HTML Crunchers Fuel Compression Obsession
Graphic designers hit a stumbling block a few years ago when the Web threatened to become The Next Big Thing. It had been acceptable to pack as much detail as possible into every row of pixels in a huge image. But designers who took on Web work discovered that images needed to be as small as possible. Compression became the holy grail of Web design.
Although this quest led to the creation of a new industry and a disproportionate number of how-to books, only recently has attention focused on optimizing the HTML files that make up every Web site. Two utilities have emerged to shave even more bytes from your Web files. Mizer, from Antimony Software, and VSE HTMLTurbo, from Voget Selbach Entertainment, can reduce the size of HTML files without harming their functionality.

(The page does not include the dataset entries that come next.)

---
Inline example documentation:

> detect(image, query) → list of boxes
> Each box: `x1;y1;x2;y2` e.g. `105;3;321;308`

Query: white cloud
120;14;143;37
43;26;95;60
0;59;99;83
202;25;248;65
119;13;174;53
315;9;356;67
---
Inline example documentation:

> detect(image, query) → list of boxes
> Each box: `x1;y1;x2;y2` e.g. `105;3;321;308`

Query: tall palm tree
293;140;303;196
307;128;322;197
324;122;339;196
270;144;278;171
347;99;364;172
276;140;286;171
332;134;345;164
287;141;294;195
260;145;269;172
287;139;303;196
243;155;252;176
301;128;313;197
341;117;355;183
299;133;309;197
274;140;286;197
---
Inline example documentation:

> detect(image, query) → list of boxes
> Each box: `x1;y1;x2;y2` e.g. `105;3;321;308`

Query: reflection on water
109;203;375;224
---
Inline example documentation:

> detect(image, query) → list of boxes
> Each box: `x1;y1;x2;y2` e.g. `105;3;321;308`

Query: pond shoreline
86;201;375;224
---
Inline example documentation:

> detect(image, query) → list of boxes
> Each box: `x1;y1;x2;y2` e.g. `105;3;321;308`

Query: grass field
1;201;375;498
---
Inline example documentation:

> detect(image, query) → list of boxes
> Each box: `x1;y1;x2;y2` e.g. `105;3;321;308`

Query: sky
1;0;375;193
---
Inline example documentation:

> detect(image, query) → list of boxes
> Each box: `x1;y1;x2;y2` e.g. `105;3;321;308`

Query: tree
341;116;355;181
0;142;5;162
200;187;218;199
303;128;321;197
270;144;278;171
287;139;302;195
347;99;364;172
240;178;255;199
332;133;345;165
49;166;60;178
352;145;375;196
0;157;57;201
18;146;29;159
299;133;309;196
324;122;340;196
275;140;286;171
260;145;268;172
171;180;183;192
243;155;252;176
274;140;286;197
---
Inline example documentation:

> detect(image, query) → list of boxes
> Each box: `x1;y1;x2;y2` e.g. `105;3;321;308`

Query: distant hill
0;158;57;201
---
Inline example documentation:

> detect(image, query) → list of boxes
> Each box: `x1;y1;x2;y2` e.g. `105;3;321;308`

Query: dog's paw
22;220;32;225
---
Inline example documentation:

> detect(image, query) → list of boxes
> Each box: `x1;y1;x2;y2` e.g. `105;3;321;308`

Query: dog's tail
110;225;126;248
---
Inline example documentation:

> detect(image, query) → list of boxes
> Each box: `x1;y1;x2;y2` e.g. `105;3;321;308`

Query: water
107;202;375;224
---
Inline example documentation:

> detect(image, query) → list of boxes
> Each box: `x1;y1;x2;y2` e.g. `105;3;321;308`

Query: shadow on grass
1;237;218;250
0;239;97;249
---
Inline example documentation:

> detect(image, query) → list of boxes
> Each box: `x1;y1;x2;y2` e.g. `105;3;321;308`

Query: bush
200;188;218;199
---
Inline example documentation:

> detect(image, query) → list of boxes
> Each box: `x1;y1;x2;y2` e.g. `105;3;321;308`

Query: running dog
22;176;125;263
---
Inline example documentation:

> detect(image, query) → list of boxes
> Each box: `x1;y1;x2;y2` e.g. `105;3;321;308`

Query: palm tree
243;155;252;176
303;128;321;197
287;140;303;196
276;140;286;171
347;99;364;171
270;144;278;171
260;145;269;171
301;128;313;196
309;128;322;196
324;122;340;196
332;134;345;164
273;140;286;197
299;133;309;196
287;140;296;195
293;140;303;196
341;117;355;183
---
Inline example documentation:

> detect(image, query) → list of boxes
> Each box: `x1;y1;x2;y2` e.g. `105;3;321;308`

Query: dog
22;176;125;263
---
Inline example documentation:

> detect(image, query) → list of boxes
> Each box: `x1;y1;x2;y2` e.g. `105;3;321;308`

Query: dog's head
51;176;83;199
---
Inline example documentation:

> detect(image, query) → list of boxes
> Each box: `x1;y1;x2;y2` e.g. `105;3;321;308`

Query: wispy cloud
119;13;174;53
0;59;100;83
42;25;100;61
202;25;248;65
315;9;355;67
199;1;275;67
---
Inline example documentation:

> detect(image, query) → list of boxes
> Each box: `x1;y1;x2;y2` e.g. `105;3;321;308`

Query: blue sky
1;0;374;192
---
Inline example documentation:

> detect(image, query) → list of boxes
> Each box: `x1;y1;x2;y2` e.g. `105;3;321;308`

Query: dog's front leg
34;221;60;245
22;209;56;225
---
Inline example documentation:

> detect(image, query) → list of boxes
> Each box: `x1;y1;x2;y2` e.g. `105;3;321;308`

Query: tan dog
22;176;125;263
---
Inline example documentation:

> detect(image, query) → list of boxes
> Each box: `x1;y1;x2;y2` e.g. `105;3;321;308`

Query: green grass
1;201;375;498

Don’t Byte Me If I Strip — Image compression relies on two notions: either replace repeating values with a shorter description of those values (known as "lossless compression" and used in GIF files), or remove unnecessary information without revealing noticeable degradation (known as "lossy compression" and used in JPEG files). (For an overview of image compression, see "A Closer View of Web Graphics" in NetBITS-007.) You can’t apply lossless compression to HTML files because Web browsers aren’t designed to read, decode, and display compressed text files. That leaves lossy compression: strip out unnecessary information but leave the content and HTML tags intact.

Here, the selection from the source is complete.